Our researcher shared with us articles from the Brooklyn Daily Eagle which provided a picture of Holden and verified his full name, age, rank, and hometown. Private Charles H. Holden, age 21, of Brooklyn, New York, was the son of Mr. and Mrs. Harry Holden. He had joined the Army as an ambulance driver. One of the articles quoted the complete text of the letter written by Sr. Chrysostum Moynahan to Holden’s parents after he died. We were pleased to see this letter, as it does not survive in our collection. It reads:
Somewhere in Italy
October 11, 1918
Mrs. Harry Holden, Brooklyn, NY
Dear Mrs. Holden and Family,
The object of this note is to tell you something of the last illness and death of your dear boy, as I am sure you will appreciate a word direct from the hospital where he passed away.
He was admitted to our base hospital on September 31 (sic) a very ill boy, having been sick with pneumonia four days previous. From the very beginning he seemed to realize that he was not going to recover. The only thing that seemed to worry him was the grief it would cause his family. He said to tell you that he loved all; parents, brother, and sister, and that he hoped to see you again. He was glad to die a soldier and for his country, and though he was most anxious to get well and fight with our boys, he was perfectly resigned to do God’s holy will.

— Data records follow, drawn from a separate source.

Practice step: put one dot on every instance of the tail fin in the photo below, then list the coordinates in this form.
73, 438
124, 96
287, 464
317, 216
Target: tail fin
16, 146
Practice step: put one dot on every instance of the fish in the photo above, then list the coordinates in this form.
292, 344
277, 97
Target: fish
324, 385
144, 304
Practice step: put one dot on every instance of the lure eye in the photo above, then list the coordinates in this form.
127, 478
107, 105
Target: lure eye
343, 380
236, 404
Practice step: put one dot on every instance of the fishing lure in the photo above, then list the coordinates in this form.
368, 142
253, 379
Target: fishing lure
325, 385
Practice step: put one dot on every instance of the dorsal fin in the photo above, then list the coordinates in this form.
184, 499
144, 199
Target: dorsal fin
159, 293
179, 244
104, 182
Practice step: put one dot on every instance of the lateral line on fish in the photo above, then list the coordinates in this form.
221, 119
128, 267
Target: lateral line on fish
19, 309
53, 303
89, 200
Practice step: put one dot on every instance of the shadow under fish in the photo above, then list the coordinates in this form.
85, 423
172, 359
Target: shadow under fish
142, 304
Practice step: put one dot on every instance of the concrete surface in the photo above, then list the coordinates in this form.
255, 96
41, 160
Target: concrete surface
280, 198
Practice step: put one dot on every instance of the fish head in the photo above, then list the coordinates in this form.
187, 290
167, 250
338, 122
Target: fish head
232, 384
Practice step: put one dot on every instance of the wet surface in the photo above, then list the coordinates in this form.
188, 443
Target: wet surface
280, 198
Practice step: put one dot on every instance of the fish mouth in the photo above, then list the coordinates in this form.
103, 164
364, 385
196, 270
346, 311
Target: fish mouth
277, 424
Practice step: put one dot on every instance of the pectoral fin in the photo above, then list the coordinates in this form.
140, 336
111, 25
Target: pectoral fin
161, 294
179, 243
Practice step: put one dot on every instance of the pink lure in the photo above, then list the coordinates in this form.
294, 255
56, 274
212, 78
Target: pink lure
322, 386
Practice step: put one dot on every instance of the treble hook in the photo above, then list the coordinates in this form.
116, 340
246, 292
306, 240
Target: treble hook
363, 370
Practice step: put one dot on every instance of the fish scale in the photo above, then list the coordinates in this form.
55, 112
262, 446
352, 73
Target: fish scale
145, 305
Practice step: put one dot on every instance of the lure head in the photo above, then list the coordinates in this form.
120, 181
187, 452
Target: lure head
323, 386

His death on October 4 caused grief and sorrow among his comrades, who said so many lovely things about him. He was buried October 6, with all military honors. His funeral procession was formed of the officers and enlisted men of his regiment, followed by some officers and enlisted men of our unit, also six Sisters of Charity and forty nurses. Many of the inhabitants of the town also followed to pay respect to the American soldier. Some of them have passed through many bitter trials during this war, and could truly sympathize with your loss. He had many beautiful floral pieces, each design being tied with long wide streamers of our national colors.
One of the nurses who nursed him secured a piece of ribbon for you, and I took one of the flowers, which you will find enclosed. The services at the grave were performed by a minister of your own faith. After the service he spoke beautifully of your dear boy, and, judging from all that he said of him, he must certainly have been a dear good young man. Our Sister de Sales had charge of him during his illness, and he was most grateful to Sister and the nurses for any little attention he received.
Trusting that our dear Lord will give you and all his dear ones all the grace and strength necessary to bear up under this great trial our dear Master has been pleased to send you in the death of your darling boy, and with the heartfelt sympathy of the officers, sisters, and nurses of Base Hospital #102, I remain,
Private Charles Holden no longer rests in the beautiful spot at the foot of the Alps that Sr. Catherine described in her diary. During World War I it was common practice for soldiers and Army nurses who died to be buried in temporary cemeteries near the battlefield or military hospital. After the war permanent sites were selected for cemeteries. Depending upon the wishes of the next of kin on record remains were either sent back to the US or re-interred in a permanent American cemetery. Today, Holden’s grave can be found in the American Cemetery at Suresne, France.
“Over There” is on display in the Provincial Archives through October 30.